I began blogging back in 2002 using the site Xanga. I thought it was the coolest thing in the world and the community behind it was pretty great. I even paid the $25/yr to get Xanga Premium, and paid for a few friends just to keep them blogging. It was a pretty sad state, in high school and into college and stuck on Xanga.
It wasn’t long into my college career that I decided to make the move to something a little more powerful. MoveableType was the answer to my prayers. For the first time, I was in control of what I wrote, how it was presented and I didn’t even have to pay for it. I had tried LiveJournal (yuck) and Blogger (not bad but kinda boring) but there was something about another company potentially owning my material, or being able to shut me down, that bothered me.
As I began to grow my blog and needed more flexibility, and when TypePad started to want to charge me for features I used to get for free, I began another search for a great blogging platform. That is when I was introduced to WordPress, which had only recently changed from b2.
Moving my site over from MoveableType was supposed to be really easy but I was new to the whole MySQL thing and, well I deleted most of my posts, possibly all of them.
Back when my blog first started, I was afraid of people reading it. Now, my friends and dorm mates all knew the address and read the blog, but anyone outside of that; well that made me quite nervous. My father had recently gotten a new job in a high position with a boss would was very much against homosexuality and if they found my blog, he could lose his job. Or so my brother convinced me.
Heck, my family didn’t know I was gay, I wasn’t really out to them; and that’s even a little iffy these days. But I was terrified that a professor or a family member would find the site and I’d be done with. So I kept the blog as a subdomain of my main site, Soundwise. I haven’t updated Soundwise since, oops.
It wasn’t until I moved to California that I felt comfortable with a blog that had its very own domain, and it even had my name in it. But that was the trick, if someone asked me, “I hear you have a site/blog, what’s the address?”

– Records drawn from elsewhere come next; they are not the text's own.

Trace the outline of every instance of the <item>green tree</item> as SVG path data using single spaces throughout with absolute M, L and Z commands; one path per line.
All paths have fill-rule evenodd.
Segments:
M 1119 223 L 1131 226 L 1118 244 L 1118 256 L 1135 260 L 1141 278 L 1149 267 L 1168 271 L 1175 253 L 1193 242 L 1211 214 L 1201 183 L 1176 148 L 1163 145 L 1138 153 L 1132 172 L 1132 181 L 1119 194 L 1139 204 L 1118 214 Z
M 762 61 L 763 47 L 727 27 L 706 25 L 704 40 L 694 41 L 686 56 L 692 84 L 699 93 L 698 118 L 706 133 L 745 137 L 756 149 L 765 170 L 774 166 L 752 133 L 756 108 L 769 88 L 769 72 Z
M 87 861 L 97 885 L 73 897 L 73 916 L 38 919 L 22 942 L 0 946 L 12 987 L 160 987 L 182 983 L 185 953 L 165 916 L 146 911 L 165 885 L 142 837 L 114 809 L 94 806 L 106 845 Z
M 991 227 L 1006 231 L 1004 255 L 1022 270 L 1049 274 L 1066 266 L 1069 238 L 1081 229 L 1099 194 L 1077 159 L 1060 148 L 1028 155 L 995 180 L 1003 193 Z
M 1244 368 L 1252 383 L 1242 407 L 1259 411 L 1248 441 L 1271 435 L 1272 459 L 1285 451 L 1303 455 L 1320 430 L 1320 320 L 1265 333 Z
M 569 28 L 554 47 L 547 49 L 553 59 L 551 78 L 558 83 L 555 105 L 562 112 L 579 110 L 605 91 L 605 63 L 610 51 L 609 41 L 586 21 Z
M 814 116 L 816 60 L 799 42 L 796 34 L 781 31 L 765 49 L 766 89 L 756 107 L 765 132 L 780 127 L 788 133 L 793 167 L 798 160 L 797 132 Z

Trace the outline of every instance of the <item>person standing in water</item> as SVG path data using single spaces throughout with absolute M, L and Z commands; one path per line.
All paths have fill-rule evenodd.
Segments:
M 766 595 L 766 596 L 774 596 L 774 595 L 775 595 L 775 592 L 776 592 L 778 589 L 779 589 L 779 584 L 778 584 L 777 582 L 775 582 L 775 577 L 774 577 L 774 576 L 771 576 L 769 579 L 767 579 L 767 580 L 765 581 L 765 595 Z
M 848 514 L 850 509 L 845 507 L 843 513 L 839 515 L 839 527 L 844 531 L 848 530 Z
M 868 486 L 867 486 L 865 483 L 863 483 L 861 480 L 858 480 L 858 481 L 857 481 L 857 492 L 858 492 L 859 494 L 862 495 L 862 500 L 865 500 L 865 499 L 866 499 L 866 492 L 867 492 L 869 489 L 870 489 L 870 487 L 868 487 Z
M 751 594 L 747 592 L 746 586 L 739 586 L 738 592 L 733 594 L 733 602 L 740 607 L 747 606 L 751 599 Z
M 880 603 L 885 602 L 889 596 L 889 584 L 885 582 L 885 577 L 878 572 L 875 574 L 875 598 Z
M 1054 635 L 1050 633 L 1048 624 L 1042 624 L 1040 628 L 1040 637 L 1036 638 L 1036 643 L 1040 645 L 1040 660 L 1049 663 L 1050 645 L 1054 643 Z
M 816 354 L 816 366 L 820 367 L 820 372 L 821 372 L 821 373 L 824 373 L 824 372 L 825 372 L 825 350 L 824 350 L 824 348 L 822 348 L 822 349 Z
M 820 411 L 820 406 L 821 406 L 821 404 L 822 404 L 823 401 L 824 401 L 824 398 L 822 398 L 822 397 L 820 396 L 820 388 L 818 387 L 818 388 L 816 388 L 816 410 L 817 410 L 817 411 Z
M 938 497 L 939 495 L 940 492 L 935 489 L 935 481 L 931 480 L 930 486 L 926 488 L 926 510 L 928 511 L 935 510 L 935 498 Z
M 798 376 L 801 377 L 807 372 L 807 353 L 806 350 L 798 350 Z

I would simply respond, “Oh, yes! The address is really simple, it’s just justin dot com.”
They would go, “awesome, I’ll have to check that out”
Booyah, tricked. Now, if I wanted them to make it to my site I’d just say, “Oh yeah! just go to www.itsjustjustin.com“
Now-a-days I don’t worry so much. I am more or less completely out to my family and no longer have skeletons in my closet to worry about. I have made myself public and in many ways that is incredibly freeing.
Not only have I found a way to release stress and tell a story; I’ve found a new way to making friends. In the past two months I have made so many incredible friends through blogging and through one guy in particular, Jester from Jestertunes.com.
Here’s a quick list of bloggers I have recently befriended or have been inspired by their site…
I read these blogs regularly and so do a lot of other people it seems. Snackiepoo seems to average 20-50+ comments on each of her blog posts, and that’s really nothing compared to some other bloggers who are getting hundreds of comments.
So what I’m here to find out is, how do they do this? I don’t care about monetizing my blog, that would be awesome but I just like blogging. I love to write and to post my photography out there and my thoughts on whatever comes to mind. But it seems that my hiatus a while back where I stopped posting really hurt me, I’m down to 50-300 hits a day. That’s too big of a range and only a comment or three per post? How disappointing.
I get the most hits on nerd posts. If I write about Apple or something totally nerdy, especially if I complain about something nerdy, hits galore.
So what is the key? What is it that makes people keep coming back and gets them to post comments? I’d love some input, especially from the guys on my blogroll.
To me, blogging is like High School all over again, we are all battling to make it to the top and we don’t mind shitting on anyone in order to get there. Well, I don’t care to be on the top, I just want to maybe make it up the bank of the mountain a bit; and I could use your help!